Cooking the Books

Christopher Fowler

Haldeman had left nothing to chance. When he stepped out of his office on Friday evening, he walked through the restaurant instead of going straight down to the garage. He stopped to talk for a few minutes with Jose and the head waiter, as if it were the end of another quiet week.

On the home he was surprised to find that he was sweating, even though it was quite cool inside the car. Haldeman looked at himself in the car mirror, and what he saw disturbed him. A forty-eight-year-old man whose once-round face had grown thin with worry, whose shirt collars were now two sizes too big. Even his wedding ring was loose on his finger. His suit fitted badly across his shoulders. It was years old, but how could he afford to buy a new one? When Mona left him, she said she would take every dollar of his money, but how could she take what he didn't have?

He stopped the Toyota in front of his apartment building. It was a beautiful evening.
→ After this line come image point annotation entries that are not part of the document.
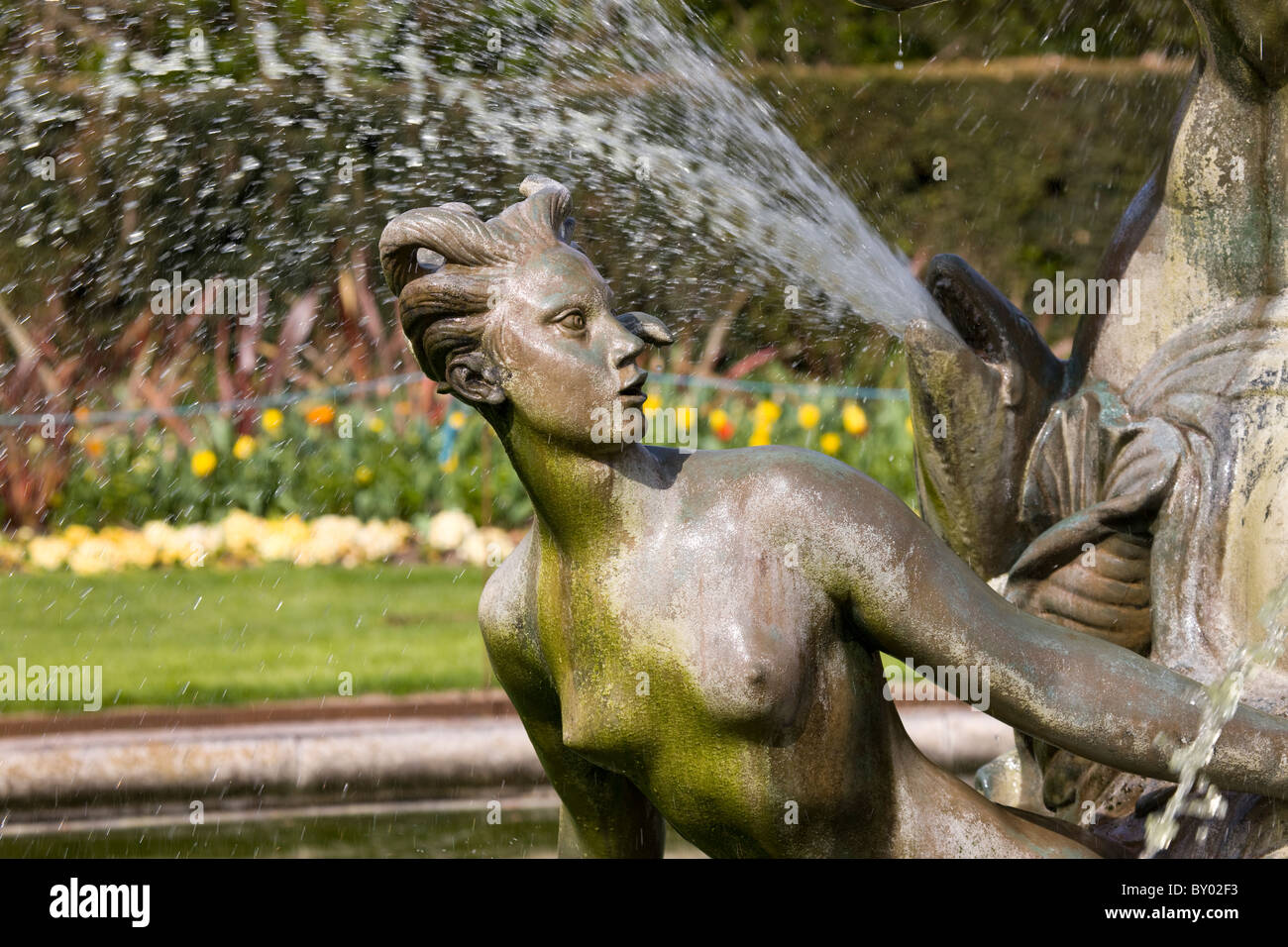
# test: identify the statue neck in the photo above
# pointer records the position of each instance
(584, 501)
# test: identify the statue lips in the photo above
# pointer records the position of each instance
(634, 389)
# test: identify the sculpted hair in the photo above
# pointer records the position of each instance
(445, 300)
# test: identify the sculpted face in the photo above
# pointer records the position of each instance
(567, 361)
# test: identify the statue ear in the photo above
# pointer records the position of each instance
(473, 376)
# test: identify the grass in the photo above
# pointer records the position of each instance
(239, 637)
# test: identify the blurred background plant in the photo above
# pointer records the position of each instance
(227, 140)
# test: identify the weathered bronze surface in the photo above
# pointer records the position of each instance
(695, 637)
(1136, 492)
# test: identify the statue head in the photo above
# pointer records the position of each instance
(511, 317)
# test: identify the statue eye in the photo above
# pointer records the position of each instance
(574, 321)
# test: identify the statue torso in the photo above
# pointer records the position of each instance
(717, 678)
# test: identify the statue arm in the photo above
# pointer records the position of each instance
(911, 595)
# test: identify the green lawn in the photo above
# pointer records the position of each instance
(236, 637)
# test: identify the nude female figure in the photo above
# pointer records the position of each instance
(647, 566)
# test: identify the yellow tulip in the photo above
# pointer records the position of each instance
(204, 463)
(768, 412)
(320, 415)
(271, 420)
(854, 419)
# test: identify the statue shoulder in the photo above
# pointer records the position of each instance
(506, 616)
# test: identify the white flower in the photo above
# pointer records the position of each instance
(449, 531)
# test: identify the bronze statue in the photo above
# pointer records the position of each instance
(1136, 492)
(694, 637)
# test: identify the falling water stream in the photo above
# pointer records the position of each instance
(1194, 795)
(627, 101)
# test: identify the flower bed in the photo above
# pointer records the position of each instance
(244, 539)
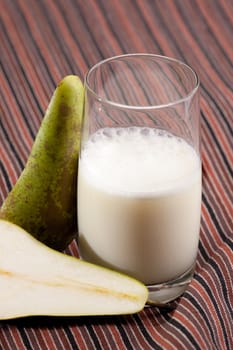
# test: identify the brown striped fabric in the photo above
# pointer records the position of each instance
(41, 41)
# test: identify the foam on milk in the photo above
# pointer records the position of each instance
(138, 161)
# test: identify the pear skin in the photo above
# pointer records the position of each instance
(43, 200)
(37, 280)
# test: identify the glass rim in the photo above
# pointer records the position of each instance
(138, 107)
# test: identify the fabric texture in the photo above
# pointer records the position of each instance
(41, 42)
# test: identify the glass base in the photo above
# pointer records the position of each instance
(161, 294)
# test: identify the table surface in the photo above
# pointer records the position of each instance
(41, 42)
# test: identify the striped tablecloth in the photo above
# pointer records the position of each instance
(41, 41)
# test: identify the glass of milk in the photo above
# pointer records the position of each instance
(139, 180)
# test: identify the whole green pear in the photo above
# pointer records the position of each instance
(43, 200)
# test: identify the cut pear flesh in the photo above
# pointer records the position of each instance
(37, 280)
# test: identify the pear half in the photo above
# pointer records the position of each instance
(37, 280)
(43, 200)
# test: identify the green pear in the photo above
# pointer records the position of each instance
(43, 200)
(37, 280)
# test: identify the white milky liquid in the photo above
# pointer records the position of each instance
(139, 200)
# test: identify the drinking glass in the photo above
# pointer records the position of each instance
(139, 180)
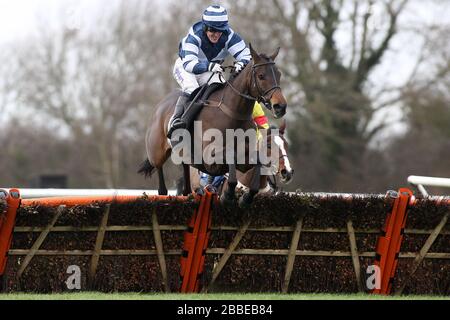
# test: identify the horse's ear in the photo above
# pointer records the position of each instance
(254, 54)
(274, 56)
(283, 127)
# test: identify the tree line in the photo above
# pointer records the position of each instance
(82, 97)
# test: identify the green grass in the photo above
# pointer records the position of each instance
(138, 296)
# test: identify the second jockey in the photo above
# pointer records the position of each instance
(201, 53)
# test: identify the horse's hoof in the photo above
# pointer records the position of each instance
(244, 202)
(227, 201)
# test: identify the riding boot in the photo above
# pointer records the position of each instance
(176, 122)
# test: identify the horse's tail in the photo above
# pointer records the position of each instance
(146, 169)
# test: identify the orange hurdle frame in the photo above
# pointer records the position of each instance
(389, 245)
(7, 223)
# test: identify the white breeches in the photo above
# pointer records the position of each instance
(189, 81)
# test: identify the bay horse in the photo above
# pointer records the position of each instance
(280, 169)
(229, 108)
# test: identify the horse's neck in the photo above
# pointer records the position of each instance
(236, 102)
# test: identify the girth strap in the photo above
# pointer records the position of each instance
(225, 109)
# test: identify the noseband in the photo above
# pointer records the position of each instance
(254, 83)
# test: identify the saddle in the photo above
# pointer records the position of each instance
(207, 90)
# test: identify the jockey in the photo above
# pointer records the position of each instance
(201, 53)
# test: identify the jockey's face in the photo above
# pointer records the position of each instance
(214, 36)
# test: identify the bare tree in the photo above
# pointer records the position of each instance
(330, 50)
(97, 82)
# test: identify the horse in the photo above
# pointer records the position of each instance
(281, 168)
(229, 108)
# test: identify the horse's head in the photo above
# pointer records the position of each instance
(265, 83)
(279, 154)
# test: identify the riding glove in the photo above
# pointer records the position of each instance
(215, 67)
(238, 66)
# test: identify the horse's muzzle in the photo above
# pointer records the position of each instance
(286, 176)
(279, 110)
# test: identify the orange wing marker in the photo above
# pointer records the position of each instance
(7, 222)
(195, 244)
(388, 245)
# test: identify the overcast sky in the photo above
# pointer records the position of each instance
(20, 18)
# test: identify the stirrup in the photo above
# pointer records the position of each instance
(176, 124)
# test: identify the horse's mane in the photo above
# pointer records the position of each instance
(235, 75)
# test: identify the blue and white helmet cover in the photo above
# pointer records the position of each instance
(216, 17)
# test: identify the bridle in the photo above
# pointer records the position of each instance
(254, 83)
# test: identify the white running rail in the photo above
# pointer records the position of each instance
(420, 182)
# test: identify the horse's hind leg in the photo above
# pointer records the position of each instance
(162, 191)
(246, 200)
(187, 180)
(229, 196)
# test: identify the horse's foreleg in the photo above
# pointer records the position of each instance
(162, 191)
(187, 180)
(248, 197)
(229, 196)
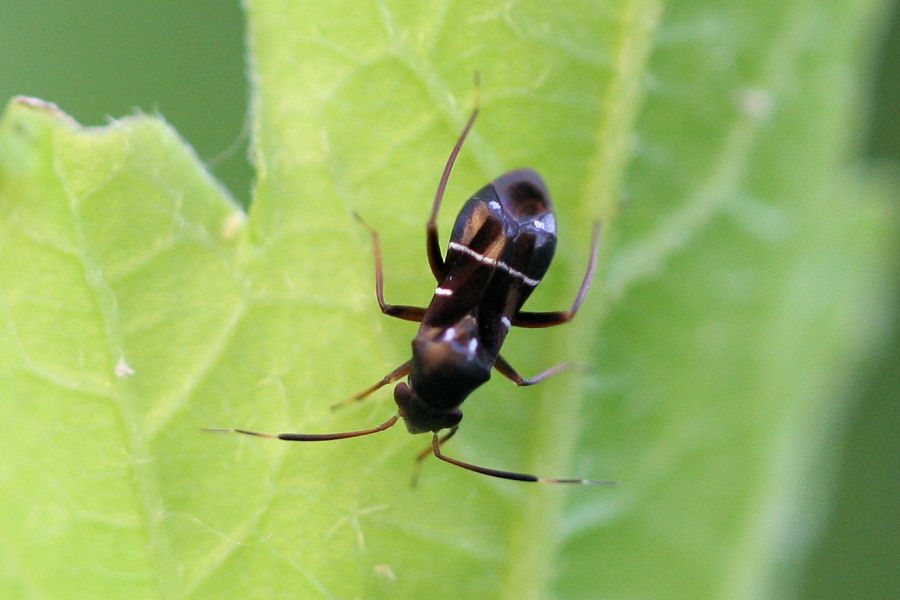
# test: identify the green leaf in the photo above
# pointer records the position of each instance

In Los Angeles the evenings were always beautiful, but this one also held the promise of escape.

Haldeman went up to his apartment where he mixed himself a drink and went over the details of his plan. The truth was, he was facing financial ruin. With each week that passed, the restaurant earned less and less. Who could say why? It had been a great idea, even Mona had agreed. With the small amount he had saved, and the money from Mona he had managed to convince the bank to lend him an equal amount to start a restaurant specializing in barbecued food.

Each evening at five, 'Haldeman's', the blue and purple sign above the restaurant, lit up the Los Angeles sky. The position had seemed perfect, right on the corner of La Cienega and Santa Monica Boulevard. Jose, the chef, was excellent, the waiters were eager to please, yet something had gone wrong. The fashionable crowd had moved away to downtown restaurants, and without them to pay crazy prices, how could he hope to pay his bills? Add to that the money needed for his apartment, for his ex-wife Mona, for his gambling debts - yes, he had started gambling again - and you had the picture of a man moving fast towards disaster.

Haldeman finished his drink and went to the bedroom to pack. If he left soon, he would arrive in Palm Springs in time for a relaxing dinner at that new Japanese place on Highway 111. It shouldn't take him more than two and a half hours to drive there tonight. Nobody else would be going that way at this time of the year. He silently thanked the gods for sending him someone as stupid as Larry Hyatt. Silly, harmless, never-say-no Hyatt, who was about to play his part in a plan so simple and perfect that nothing - nothing - could possibly go wrong.